A transgene was designed with a mutant human amyloid beta (A4) precursor protein (APP) cDNA sequence (altered to include the APP K670N/M671L (Swedish) + I716V (Florida) + V717I (London) Familial Alzheimer's Disease (FAD) mutations) inserted into exon 2 of the mouse Thy1 gene. A second transgene was designed with a mutant human presenilin 1 (Alzheimer disease 3) (PSEN1 or PS1) cDNA sequence (altered to include the PS1 M146L + L286V FAD mutations) inserted into exon 2 of the mouse Thy1 gene. Both transgenes were added together in equal proportions and co-injected into the pronuclei of single-cell "C57BL/6XSJL" hybrid embryos. Founders from the highest APP expressing line (Tg6799) were bred with (B6SJL)F1 mice for more than 10 generations with stable germ-line transmission and expression of both transgenes, demonstrating that these "5XFAD" mice breed as single transgenics. The mice were then backcrossed to C57BL/6J mice using a speed congenic protocol and the retinal degeneration allele Pde6b^rd1 was bred out of the strain. Of note, the APP transgene includes the 5' untranslated region and thus contains a putative interleukin-1beta translational enhancer element.

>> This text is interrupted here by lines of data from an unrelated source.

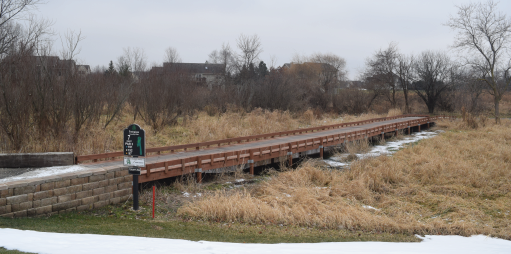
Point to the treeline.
(52, 96)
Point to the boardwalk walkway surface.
(102, 180)
(200, 160)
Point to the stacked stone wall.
(78, 191)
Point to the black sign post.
(134, 155)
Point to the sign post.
(134, 155)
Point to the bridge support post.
(251, 162)
(198, 170)
(321, 149)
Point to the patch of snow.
(334, 163)
(370, 207)
(388, 149)
(43, 172)
(186, 195)
(59, 243)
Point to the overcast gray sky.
(353, 30)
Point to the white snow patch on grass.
(370, 207)
(59, 243)
(388, 149)
(43, 172)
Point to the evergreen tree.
(111, 69)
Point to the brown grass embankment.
(456, 183)
(200, 127)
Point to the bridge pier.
(198, 170)
(251, 162)
(321, 148)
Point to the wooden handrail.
(208, 144)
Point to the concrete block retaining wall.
(36, 160)
(82, 190)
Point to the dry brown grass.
(203, 126)
(456, 183)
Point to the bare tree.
(485, 34)
(405, 76)
(332, 70)
(382, 68)
(70, 43)
(171, 56)
(224, 56)
(434, 75)
(250, 47)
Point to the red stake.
(154, 190)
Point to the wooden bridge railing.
(224, 142)
(171, 168)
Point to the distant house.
(202, 73)
(83, 69)
(54, 65)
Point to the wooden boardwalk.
(250, 150)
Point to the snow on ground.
(388, 149)
(43, 172)
(58, 243)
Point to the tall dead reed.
(456, 183)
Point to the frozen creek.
(388, 149)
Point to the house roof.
(203, 68)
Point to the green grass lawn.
(119, 220)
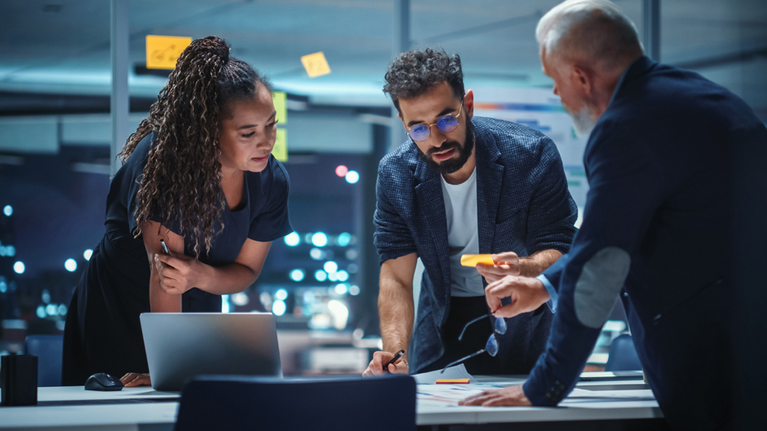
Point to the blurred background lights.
(292, 239)
(321, 275)
(308, 296)
(266, 299)
(319, 239)
(297, 275)
(341, 170)
(225, 307)
(281, 295)
(70, 265)
(344, 239)
(342, 275)
(352, 177)
(330, 266)
(278, 308)
(339, 313)
(317, 254)
(240, 299)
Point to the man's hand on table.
(375, 368)
(507, 397)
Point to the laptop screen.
(182, 345)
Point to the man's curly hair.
(182, 177)
(413, 73)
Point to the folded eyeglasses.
(492, 343)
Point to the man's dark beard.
(451, 165)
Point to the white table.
(134, 409)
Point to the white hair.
(596, 31)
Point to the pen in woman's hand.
(394, 359)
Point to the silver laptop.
(182, 345)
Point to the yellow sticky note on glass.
(280, 150)
(163, 51)
(315, 64)
(279, 98)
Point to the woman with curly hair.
(197, 174)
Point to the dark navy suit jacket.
(523, 206)
(660, 168)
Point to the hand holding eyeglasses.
(492, 343)
(506, 263)
(527, 294)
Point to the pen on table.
(394, 359)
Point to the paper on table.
(456, 372)
(636, 394)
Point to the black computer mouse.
(103, 382)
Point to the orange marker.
(474, 259)
(453, 381)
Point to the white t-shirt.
(462, 235)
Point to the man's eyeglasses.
(492, 343)
(446, 123)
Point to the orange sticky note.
(315, 64)
(474, 259)
(452, 381)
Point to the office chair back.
(48, 349)
(255, 403)
(623, 355)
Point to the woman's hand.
(179, 274)
(132, 380)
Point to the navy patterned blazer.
(523, 205)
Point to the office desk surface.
(144, 408)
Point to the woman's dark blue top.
(103, 332)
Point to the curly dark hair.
(413, 73)
(182, 176)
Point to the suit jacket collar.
(638, 68)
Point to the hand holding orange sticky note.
(453, 381)
(474, 259)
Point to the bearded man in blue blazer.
(670, 181)
(461, 185)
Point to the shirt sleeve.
(626, 188)
(552, 211)
(392, 237)
(274, 222)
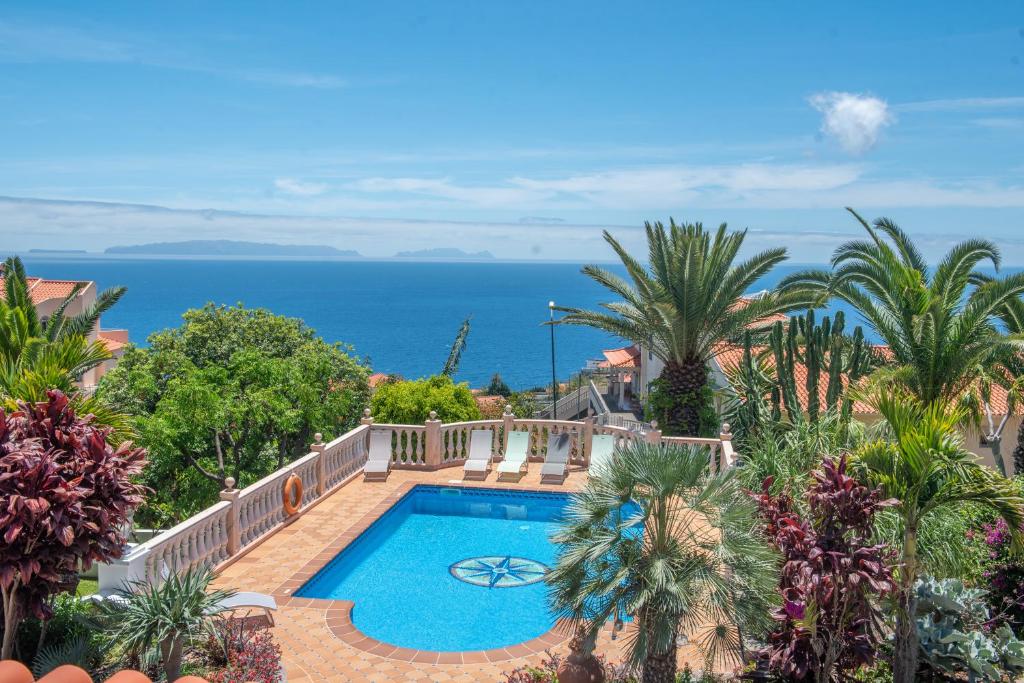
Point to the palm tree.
(926, 467)
(939, 325)
(35, 354)
(655, 536)
(165, 616)
(681, 305)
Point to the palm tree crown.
(686, 300)
(927, 468)
(939, 325)
(655, 536)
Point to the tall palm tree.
(939, 325)
(655, 536)
(37, 355)
(926, 467)
(686, 300)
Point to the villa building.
(48, 294)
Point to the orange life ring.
(292, 494)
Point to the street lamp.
(554, 378)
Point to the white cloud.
(854, 120)
(293, 186)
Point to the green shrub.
(410, 402)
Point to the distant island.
(443, 252)
(230, 248)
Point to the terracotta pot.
(581, 669)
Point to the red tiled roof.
(627, 356)
(729, 356)
(43, 290)
(114, 340)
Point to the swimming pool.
(450, 568)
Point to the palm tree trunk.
(905, 654)
(171, 650)
(684, 383)
(659, 668)
(1019, 451)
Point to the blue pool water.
(450, 569)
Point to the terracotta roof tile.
(43, 290)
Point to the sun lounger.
(478, 463)
(557, 460)
(379, 462)
(601, 449)
(515, 456)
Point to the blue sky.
(523, 128)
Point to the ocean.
(401, 316)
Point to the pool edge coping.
(338, 612)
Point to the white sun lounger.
(601, 449)
(514, 461)
(557, 460)
(379, 461)
(478, 463)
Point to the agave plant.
(167, 615)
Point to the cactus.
(826, 352)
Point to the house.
(48, 294)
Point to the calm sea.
(401, 315)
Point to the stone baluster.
(230, 494)
(654, 434)
(588, 439)
(508, 424)
(432, 436)
(321, 466)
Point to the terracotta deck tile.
(317, 638)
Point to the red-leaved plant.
(66, 495)
(829, 621)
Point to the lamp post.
(554, 378)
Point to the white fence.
(245, 516)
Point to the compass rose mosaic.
(499, 571)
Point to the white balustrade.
(245, 516)
(198, 541)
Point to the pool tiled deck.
(318, 640)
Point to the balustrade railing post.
(432, 434)
(588, 439)
(653, 435)
(367, 420)
(508, 425)
(230, 494)
(317, 447)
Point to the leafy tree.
(38, 355)
(458, 346)
(410, 402)
(681, 305)
(68, 494)
(829, 622)
(654, 535)
(166, 615)
(939, 325)
(231, 392)
(498, 386)
(927, 468)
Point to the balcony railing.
(244, 517)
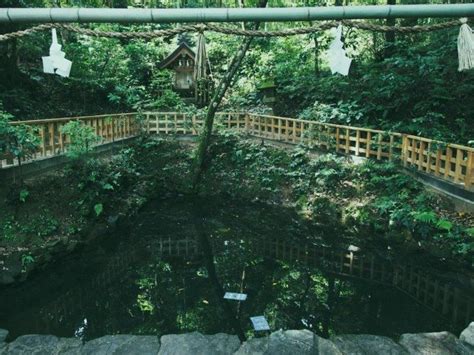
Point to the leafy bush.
(82, 138)
(17, 141)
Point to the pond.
(169, 271)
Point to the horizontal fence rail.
(53, 142)
(449, 162)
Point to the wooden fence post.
(468, 180)
(404, 156)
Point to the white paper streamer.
(338, 61)
(235, 296)
(56, 63)
(260, 323)
(465, 46)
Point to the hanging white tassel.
(338, 61)
(465, 46)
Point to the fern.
(425, 217)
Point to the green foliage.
(82, 138)
(17, 141)
(98, 208)
(26, 260)
(24, 193)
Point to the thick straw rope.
(231, 31)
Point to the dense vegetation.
(396, 83)
(369, 204)
(407, 83)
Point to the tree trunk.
(390, 36)
(206, 134)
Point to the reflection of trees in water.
(175, 283)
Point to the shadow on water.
(169, 274)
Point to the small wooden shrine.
(182, 62)
(191, 71)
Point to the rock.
(122, 345)
(44, 344)
(196, 343)
(442, 343)
(255, 346)
(325, 346)
(3, 335)
(366, 345)
(466, 336)
(289, 342)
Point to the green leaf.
(98, 208)
(23, 195)
(108, 187)
(426, 217)
(444, 224)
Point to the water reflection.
(170, 272)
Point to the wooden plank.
(447, 162)
(421, 156)
(469, 178)
(391, 146)
(458, 167)
(367, 144)
(348, 141)
(405, 144)
(379, 146)
(357, 146)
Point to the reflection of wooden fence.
(451, 162)
(449, 300)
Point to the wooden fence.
(450, 162)
(453, 302)
(52, 141)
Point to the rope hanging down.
(232, 31)
(465, 38)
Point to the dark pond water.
(168, 274)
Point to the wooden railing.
(453, 302)
(450, 162)
(52, 141)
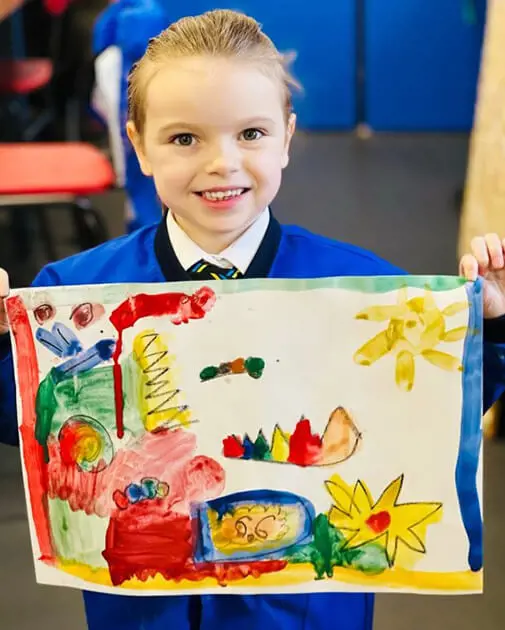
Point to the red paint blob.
(379, 522)
(232, 447)
(305, 447)
(179, 307)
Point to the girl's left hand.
(487, 260)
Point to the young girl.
(211, 122)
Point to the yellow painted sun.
(415, 328)
(386, 522)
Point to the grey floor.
(393, 195)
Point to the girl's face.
(215, 141)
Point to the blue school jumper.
(285, 252)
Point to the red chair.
(36, 176)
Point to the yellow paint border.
(400, 579)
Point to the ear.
(138, 146)
(290, 130)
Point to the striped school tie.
(204, 270)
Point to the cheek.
(267, 169)
(170, 171)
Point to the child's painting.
(253, 436)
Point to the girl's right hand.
(4, 292)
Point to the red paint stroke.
(166, 455)
(305, 447)
(28, 382)
(179, 307)
(156, 536)
(232, 447)
(148, 539)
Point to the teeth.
(223, 194)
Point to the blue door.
(421, 64)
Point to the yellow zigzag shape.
(158, 391)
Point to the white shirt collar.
(239, 254)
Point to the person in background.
(211, 121)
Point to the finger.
(469, 267)
(480, 251)
(495, 250)
(4, 283)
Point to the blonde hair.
(218, 33)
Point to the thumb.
(4, 283)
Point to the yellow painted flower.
(416, 326)
(361, 520)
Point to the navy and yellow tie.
(204, 270)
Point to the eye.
(183, 139)
(252, 134)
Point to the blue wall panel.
(421, 64)
(323, 33)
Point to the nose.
(224, 158)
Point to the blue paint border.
(471, 429)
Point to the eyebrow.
(182, 127)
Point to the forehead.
(212, 91)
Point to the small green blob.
(254, 366)
(261, 449)
(208, 373)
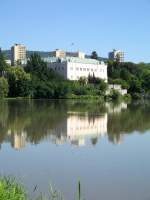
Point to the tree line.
(36, 80)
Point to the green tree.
(3, 64)
(3, 87)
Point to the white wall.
(73, 71)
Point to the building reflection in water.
(76, 127)
(18, 140)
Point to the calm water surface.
(106, 146)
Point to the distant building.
(18, 54)
(75, 65)
(78, 54)
(116, 55)
(58, 53)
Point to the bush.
(3, 88)
(11, 190)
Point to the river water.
(106, 146)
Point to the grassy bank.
(10, 189)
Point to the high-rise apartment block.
(116, 55)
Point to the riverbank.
(11, 189)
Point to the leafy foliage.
(3, 87)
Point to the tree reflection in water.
(32, 121)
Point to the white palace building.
(73, 66)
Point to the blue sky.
(100, 25)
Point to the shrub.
(3, 88)
(11, 190)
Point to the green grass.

The 5xFAD transgenes are reported to have co-inserted onto Chromosome 3 ~63 Mb [MGI:3693208].

Allele

Symbol: Tg(APPSwFlLon,PSEN1*M146L*L286V)6799Vas
Name: transgene insertion 6799, Robert Vassar
MGI accession ID: MGI:3693208
Generation method: Transgenic
Attributes: Inserted expressed sequence; Humanized sequence
Synonyms: 5XFAD; 5XFAD APP/PS1; 5XFAD line Tg6799; Tg(APP*Swe*Fl*Lon,PSEN1*M146L*L286V)6799Vas; Tg-5xFAD; Tg6799
Marker symbol: Tg(APPSwFlLon,PSEN1*M146L*L286V)6799Vas
Marker name: transgene insertion 6799, Robert Vassar
Marker synonyms: 5XFAD; 5XFAD line Tg6799; Tg6799
Chromosome: 3
Strain of origin: (C57BL/6 x SJL)F1
Expressed genes: PSEN1,presenilin 1,human; APP695,amyloid beta (A4) precursor protein (chimeric),mouse/human chimera
Site of expression: Expression is directed to the brain by neural-specific elements of the mouse Thy1 promoter

Molecular note: Four familial Alzheimer disease- (FAD-) associated mutations were introduced into a single human amyloid precursor protein cDNA: the "Swedish" double mutation (K670N/M671L); the "Florida" mutation (I716V); and the "London" mutation (V717I). Two FAD-associated mutations, M146L and L286V, likewise were introduced into a human presenilin 1 cDNA. Each cDNA was then cloned independently into the mouse thymus cell antigen 1 gene, replacing a segment that contains thymus-specific elements so that expression of the transgenes is targeted only to the brain. Equal molar amounts of the two transgenes were coinjected into pronuclei of single-celled embryos.
General note: Three transgenic lines coexpressing the APP and PSEN1 proteins at high, medium and low levels, respectively designated Tg6799, Tg7031, and Tg7092, were propagated for analysis, most of which employed Tg6799.

Phenotypic Similarity to Human Syndrome: Macular Degeneration, Age-Related J:214858.